Saturday, September 24, 2005

Snopes.com and Andy Rooney

Ahh. Finally found something to share with whoever is checking this out.

I have been receiving email about Andy Rooney's political views and supposed '60 Minutes' commentary for years now, and I'd like to set the record straight. This is driving me nuts. First, here is the reference to what I'm about to summarize: http://search.atomz.com/search/?sp-q=andy+rooney&getit=Go&sp-a=00062d45-sp0000000
0&sp-advanced=1&sp-p=all&sp-w-control=1&sp-w=alike&sp-date-range=-1&sp-x=any&sp-c=
100&sp-m=1&sp-s=0

Please do not forward any more junk about Andy's 'views'. There is only a couple that are actually true:

-TRUE: Andy Rooney and the French (it's about the French not having the right to protest what the U.S. is doing in Iraq)
-TRUE: Andy Rooney re: Pat Robertson and Mel Gibson.

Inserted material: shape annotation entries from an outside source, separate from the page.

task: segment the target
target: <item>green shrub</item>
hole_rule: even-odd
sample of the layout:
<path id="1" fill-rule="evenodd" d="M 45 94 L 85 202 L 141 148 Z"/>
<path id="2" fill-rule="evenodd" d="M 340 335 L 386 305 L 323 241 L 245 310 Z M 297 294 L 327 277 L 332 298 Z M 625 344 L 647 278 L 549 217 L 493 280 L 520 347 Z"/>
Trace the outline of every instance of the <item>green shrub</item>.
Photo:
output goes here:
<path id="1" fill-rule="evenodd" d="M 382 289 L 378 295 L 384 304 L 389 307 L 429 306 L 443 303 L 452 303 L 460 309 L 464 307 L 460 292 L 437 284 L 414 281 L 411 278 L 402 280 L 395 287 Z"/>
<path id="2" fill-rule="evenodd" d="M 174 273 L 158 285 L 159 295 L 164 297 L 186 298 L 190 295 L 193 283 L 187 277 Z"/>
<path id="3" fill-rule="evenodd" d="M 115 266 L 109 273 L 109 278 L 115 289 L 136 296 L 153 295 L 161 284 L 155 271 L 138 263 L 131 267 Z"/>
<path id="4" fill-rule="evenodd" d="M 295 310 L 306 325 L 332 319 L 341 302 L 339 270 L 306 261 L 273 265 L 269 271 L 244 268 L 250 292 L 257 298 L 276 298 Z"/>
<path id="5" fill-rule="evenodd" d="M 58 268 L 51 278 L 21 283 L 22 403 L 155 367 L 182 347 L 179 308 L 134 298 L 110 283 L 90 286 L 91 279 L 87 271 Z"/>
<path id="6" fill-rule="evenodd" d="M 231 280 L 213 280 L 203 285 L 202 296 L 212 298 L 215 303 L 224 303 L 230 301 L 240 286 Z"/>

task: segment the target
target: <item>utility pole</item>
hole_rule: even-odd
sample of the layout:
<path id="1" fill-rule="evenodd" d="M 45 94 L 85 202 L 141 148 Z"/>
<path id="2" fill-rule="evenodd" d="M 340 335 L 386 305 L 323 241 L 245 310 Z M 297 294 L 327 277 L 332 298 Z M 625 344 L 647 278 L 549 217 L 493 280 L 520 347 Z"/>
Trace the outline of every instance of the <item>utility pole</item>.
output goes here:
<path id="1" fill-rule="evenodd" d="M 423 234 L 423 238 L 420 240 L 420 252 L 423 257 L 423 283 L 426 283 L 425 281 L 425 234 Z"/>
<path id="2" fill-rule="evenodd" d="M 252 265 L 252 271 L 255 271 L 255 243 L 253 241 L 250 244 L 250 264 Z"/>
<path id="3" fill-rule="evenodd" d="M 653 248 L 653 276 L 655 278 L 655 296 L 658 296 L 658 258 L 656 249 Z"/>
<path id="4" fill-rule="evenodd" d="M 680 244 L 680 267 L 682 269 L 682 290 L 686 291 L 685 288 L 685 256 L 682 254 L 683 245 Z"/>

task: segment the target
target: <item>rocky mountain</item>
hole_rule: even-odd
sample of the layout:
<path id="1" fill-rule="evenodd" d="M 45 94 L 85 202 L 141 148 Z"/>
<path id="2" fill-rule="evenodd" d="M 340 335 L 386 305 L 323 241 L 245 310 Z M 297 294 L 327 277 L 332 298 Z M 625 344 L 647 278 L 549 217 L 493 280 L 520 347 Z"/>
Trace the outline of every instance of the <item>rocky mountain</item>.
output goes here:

Otherwise, some idiot appended Rooney's name to the following views and now are needlessly clogging inboxes everywhere:

-FALSE: Andy Rooney explains his political views (re: guns, racism, tattoos and piercings, etc.)
-FALSE: Andy Rooney suggests ways to cut down on junk mail and telemarketing phone calls.
-FALSE: Andy Rooney on any of the following: Monica (as in Lewinsky), vegetarians, prisoners, fabric softeners, phone-in polls, cripes, Grandma, answering machines, award shows, pregnancy, ads in bills, life cycle, etc., etc., etc. Several of these are actually from comedian Sean Morey.
-FALSE: Andy Rooney 'in praise of older women.'

Every time I receive anything forwarded to me, I cross reference on snopes.com. It is the best reference for checking the validity of almost anything that lands in my inbox. 90% of the time, these emails are false and they go straight into the trash. Once I even sent a politely composed email to a friend who had a habit of forwarding junk email to me and told her that she'd been busy forwarding stuff like this for nothing. She was stunned. I don't know why. There are liars everywhere and I'm not surprised they've learned to use the Internet.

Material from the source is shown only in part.